Le transport routier : un « poids lourd » de l’économie et de la vie quotidienne

Selon les chiffres fournis par Marie Breton, déléguée régionale de la fédération des transporteurs de Franche-Comté, l’activité du transport routier ce sont 630 entreprises employant 11 122 salariés sur les 4 départements comtois. Dans l’ensemble Bourgogne Franche-Comté, 54% des entreprises sont des TPE (employant moins de 10 salariés), 37% des PME de moins de 50 salariés et seulement 8% de plus de 50 salariés. Il s’agit bien d’entreprises familiales fortement ancrées dans leur territoire, pourvoyeuses d’emplois qualifiés et plutôt bien rémunérés. Elles sont aussi 4,5 fois plus taxées que celles des autres secteurs économiques.

Sans transport routier, pas d’économie circulaire

Le nouveau modèle économique prôné par la sphère écologiste est pertinente sur le papier. Passer d’une société du tout jetable, de l’obsolescence programmée à un modèle plus circulaire utilisant le recyclage et les déchets comme une nouvelle ressource, ne peut s’imaginer sans camions…et camions de proximité ! « Même les camions poubelles sont des camions » ironise Marie Breton. Plus concrètement, le rayon d’action moyen d’un camion français est de 190 kms. « Nous sommes bien loin de l’image d’Epinal des poids lourds qui traversent dangereusement les villages français sans s’arrêter » confirme Marie Breton. « La réalité est plus simple : un transporteur bisontin va effectuer son activité de Strasbourg à Lyon ou à Chalon s/Saône ».

99% des besoins quotidiens des ménages et des entreprises sont transportés par camion, c’est un fait. « Et quand bien même le fret ferroviaire se développerait, le camion restera le seul moyen de transport utile pour les trajets régionaux » ajoute la déléguée régionale des transporteurs. En effet, on imagine difficilement un train ou un vélo-cargo approvisionnant une supérette de Foncine-le-Haut ou de Montbenoît.

Les camions sont-ils coupables de la pollution atmosphérique ?

A en croire un rapport publié par l’ADEME, les émissions de gaz à effet de serre (GES) proviennent d’abord des transports et à 95% au transport par route (Etude CITEPA 2016). Bien entendu, l’ADEME oublie de préciser qu’il s’agit de l’ensemble des activités de transport, véhicules particuliers compris ou encore les vieilles locomotives diesel de la SNCF…  Les chiffres sont têtus : l’Union Européenne a mis en place en 1990 la norme Euro (Euro 0 à Euro VI) pour les véhicules de plus de 3,5 tonnes. Le but était de limiter les émissions de polluants et contraindre les constructeurs à mettre sur le marché des véhicules moins polluants. L’objectif a été largement dépassé. La norme Euro VI obligatoire depuis le 1er janvier 2014 a réduit considérablement les émissions polluantes. A titre d’exemple, les émissions de CO² sont passées de 11,2 g/kWh en 1990 à 1,5 g/kWh depuis 2014. Les particules fines, de 0.36 g/kWh avec la norme Euro I, sont descendues à 0.01 g/kWh. « Un camion Euro VI (la norme actuelle) pollue bien moins qu’une Clio de 2015 » souligne Marie Breton.  Les transporteurs et les constructeurs de camions faisaient de l’écologie bien avant les écologistes.

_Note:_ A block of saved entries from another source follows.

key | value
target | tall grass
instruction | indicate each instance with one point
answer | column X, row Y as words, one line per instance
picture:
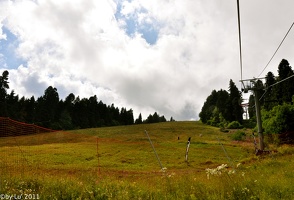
column 68, row 167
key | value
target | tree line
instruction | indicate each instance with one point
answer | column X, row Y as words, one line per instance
column 222, row 107
column 73, row 112
column 276, row 94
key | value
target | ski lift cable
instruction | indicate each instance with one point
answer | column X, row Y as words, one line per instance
column 266, row 89
column 240, row 43
column 276, row 50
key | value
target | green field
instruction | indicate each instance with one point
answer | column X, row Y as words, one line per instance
column 119, row 163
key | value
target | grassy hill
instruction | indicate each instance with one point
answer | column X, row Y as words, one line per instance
column 119, row 163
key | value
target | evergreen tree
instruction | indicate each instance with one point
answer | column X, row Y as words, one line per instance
column 269, row 97
column 235, row 99
column 3, row 93
column 285, row 89
column 139, row 120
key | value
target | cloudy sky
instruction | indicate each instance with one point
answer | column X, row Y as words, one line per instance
column 148, row 55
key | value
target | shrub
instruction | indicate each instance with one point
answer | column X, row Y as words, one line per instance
column 238, row 135
column 234, row 125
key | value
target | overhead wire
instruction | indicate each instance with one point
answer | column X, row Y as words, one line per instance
column 240, row 43
column 266, row 89
column 277, row 49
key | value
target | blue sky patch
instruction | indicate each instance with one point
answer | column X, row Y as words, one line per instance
column 149, row 31
column 8, row 57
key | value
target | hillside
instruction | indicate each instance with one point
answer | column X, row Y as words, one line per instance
column 127, row 168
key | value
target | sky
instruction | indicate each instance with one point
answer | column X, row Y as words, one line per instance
column 163, row 56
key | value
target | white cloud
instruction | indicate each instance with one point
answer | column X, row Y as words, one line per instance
column 84, row 48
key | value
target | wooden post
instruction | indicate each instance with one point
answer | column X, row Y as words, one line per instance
column 187, row 149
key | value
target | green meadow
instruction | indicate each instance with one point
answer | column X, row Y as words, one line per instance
column 119, row 163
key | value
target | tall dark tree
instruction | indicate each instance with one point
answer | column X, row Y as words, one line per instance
column 251, row 109
column 235, row 101
column 3, row 93
column 208, row 107
column 285, row 89
column 47, row 107
column 269, row 97
column 139, row 120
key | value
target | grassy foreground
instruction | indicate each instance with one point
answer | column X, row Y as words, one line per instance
column 119, row 163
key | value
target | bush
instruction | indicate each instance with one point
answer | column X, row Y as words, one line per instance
column 238, row 135
column 234, row 125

Les poids lourds sont responsables des accidents routiers ?

« C’est la faute aux poids lourds » entend-on régulièrement dès qu’un camion est impliqué dans un accident de la route. Qu’en est-il exactement ? Selon une enquête publiée en 2016 les conducteurs de poids lourds n’ont été présumés coupables que dans 28% des accidents mortels les impliquant. Et ils ne sont impliqués que dans 11% du total des accidents mortels en France. Il convient de souligner également que la part des poids lourds dans la circulation totale a tendance à diminuer alors que celle des voitures augmente ; les camions ne représentent que 3% de l’ensemble de la circulation routière en France selon la FNTR. C’est la conséquence d’une gestion très fine des flux de camions par les entreprises et d’un taux de chargement plus important. Il reste que les accidents impliquant un poids lourd sont plus spectaculaires. Selon Marie Breton « Les conducteurs de poids lourds français sont des professionnels très qualifiés, le camion est leur outil de travail et aucun métier n’est autant contrôlé sur la sécurité ».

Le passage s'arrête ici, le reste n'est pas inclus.